L’établissement vient d’accueillir une poignée de nouvelles pensionnaires récalcitrantes, à peine sorties de l’adolescence et peu enclines à devenir des boniches, interprétées par un quatuor de jeunes actrices épatantes. La rousse Corinne (Pauline Briands) est résignée à vivre son destin de fille cadette, sacrifiée au bénéfice de son frère, qui fait des études, alors qu’on la marie contre son gré. Albane (Anamaria Vartolomei) est terrifiée par la découverte de son homosexualité. Annie (Marie Zabukovec), la frondeuse, l’émancipée, est toujours la première à tenir tête à Paulette. Enfin, il y a Yvette (Lily Taïeb), une fille de ferme effacée, timide, naïve, à qui tout est interdit, qui ignorait la signification du mot « orgasme » et l’existence de cette mystérieuse « pilule contraceptive » dont ses copines parlent tout bas. À 18 ans, elles ne rêvent que du grand amour, de rock’n roll, d’aventure… de conquérir le monde ! Ça tombe assez bien : en ce mois de mai 1968, un vent de révolution souffle sur la France, début d’une prise de conscience collective et du mouvement de l’émancipation de la femme.

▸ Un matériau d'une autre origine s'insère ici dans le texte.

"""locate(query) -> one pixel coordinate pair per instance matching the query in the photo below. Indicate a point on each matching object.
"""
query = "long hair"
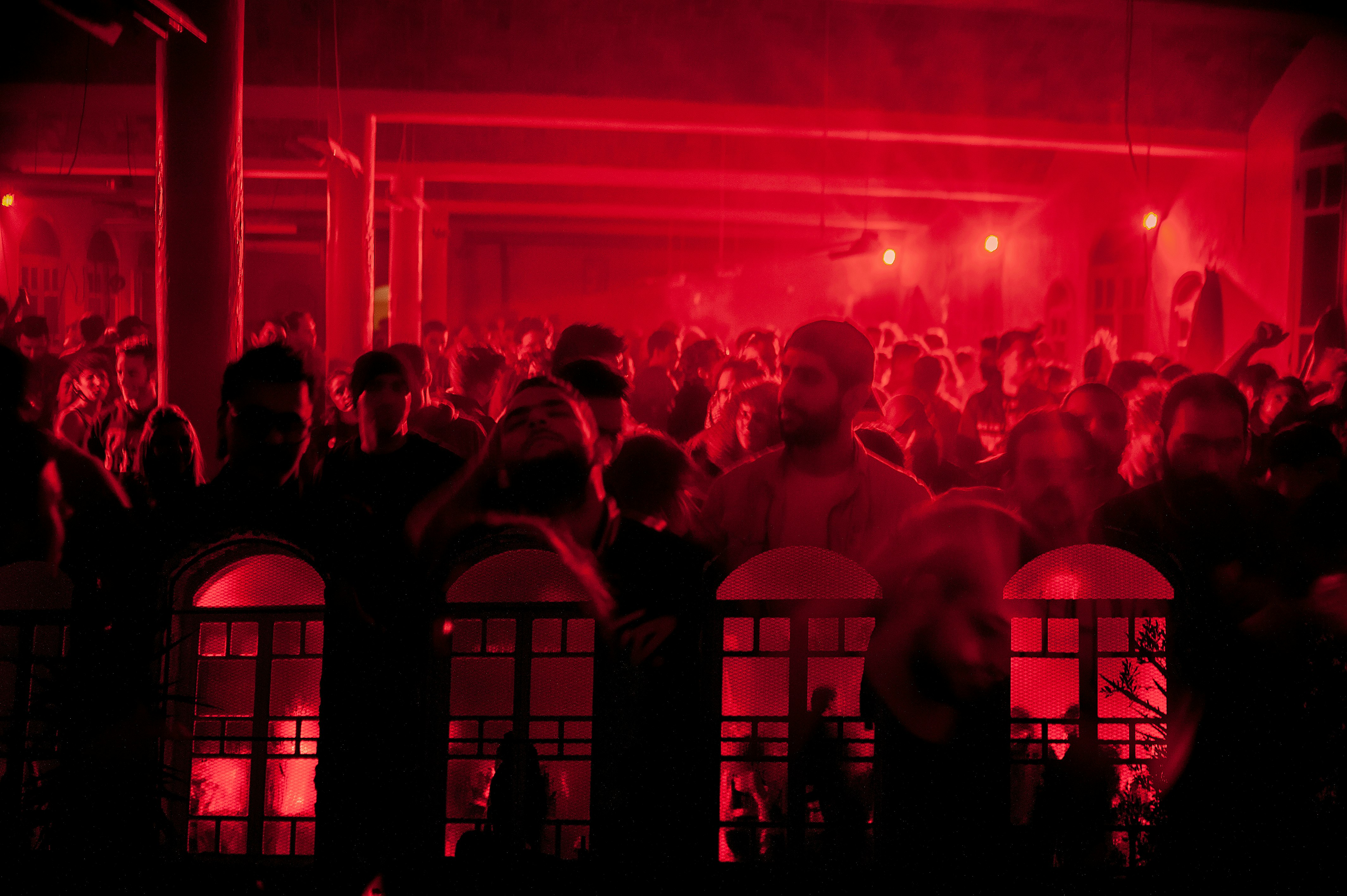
(158, 418)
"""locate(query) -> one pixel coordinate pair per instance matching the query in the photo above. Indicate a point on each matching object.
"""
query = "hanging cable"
(1127, 90)
(83, 104)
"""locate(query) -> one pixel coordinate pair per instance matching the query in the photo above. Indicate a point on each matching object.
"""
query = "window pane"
(296, 686)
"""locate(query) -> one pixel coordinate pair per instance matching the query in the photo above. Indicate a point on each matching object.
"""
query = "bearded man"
(821, 488)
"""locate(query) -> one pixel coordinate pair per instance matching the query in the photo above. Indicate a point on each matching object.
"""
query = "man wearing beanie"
(822, 488)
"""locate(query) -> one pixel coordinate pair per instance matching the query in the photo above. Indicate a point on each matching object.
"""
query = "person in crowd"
(90, 332)
(90, 383)
(435, 345)
(592, 341)
(937, 689)
(475, 375)
(605, 393)
(131, 328)
(654, 390)
(388, 470)
(46, 370)
(118, 432)
(760, 348)
(924, 386)
(169, 463)
(340, 422)
(1051, 465)
(434, 418)
(822, 488)
(1105, 417)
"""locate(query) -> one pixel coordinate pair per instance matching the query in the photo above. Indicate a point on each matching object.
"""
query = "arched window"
(244, 674)
(41, 271)
(519, 681)
(1117, 289)
(102, 278)
(1087, 666)
(791, 623)
(1319, 212)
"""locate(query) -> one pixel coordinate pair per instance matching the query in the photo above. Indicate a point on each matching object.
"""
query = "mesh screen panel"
(522, 659)
(1087, 671)
(797, 623)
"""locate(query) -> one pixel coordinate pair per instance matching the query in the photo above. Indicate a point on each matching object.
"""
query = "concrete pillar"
(203, 212)
(435, 267)
(349, 301)
(406, 223)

Coutumier des drames, le romancier, cinéaste et spécialiste de l’émancipation féminine au grand écran, Martin Provost (Le Ventre de Juliette, Séraphine, Violette, Sage Femme) surfe sur la vague féministe qui souffle depuis l’explosion des mouvements Times Up et @metoo pour poursuivre son exploration de la condition féminine, mais le fait cette fois sous la forme d’une irrésistible comédie de mœurs, jouant avec délectation du décalage entre un monde désuet, aux mentalités étriquées, et nos idées actuelles plus progressistes. La séquence la plus drôle intervient lorsqu’une équipe de télévision s’invite pour filmer un reportage dans l’établissement. L’hilarante Armelle incarne une simili-Denise Fabre amenée à faire preuve de beaucoup de patience lorsque Gilberte se retrouve pétrifiée par la présence de la caméra, perdant tous ses moyens. Une nouvelle démonstration du timing comique impeccable de Yolande Moreau, qui part en vrille dans une improvisation d’anthologie !

La Bonne épouse est un film léger qui traite d’un sujet de société grave, mais vieux comme le monde : l’assujettissement du « sexe faible », ce lavage de cerveau collectif que nos mères, nos sœurs et nos amies connaissent depuis la nuit des temps.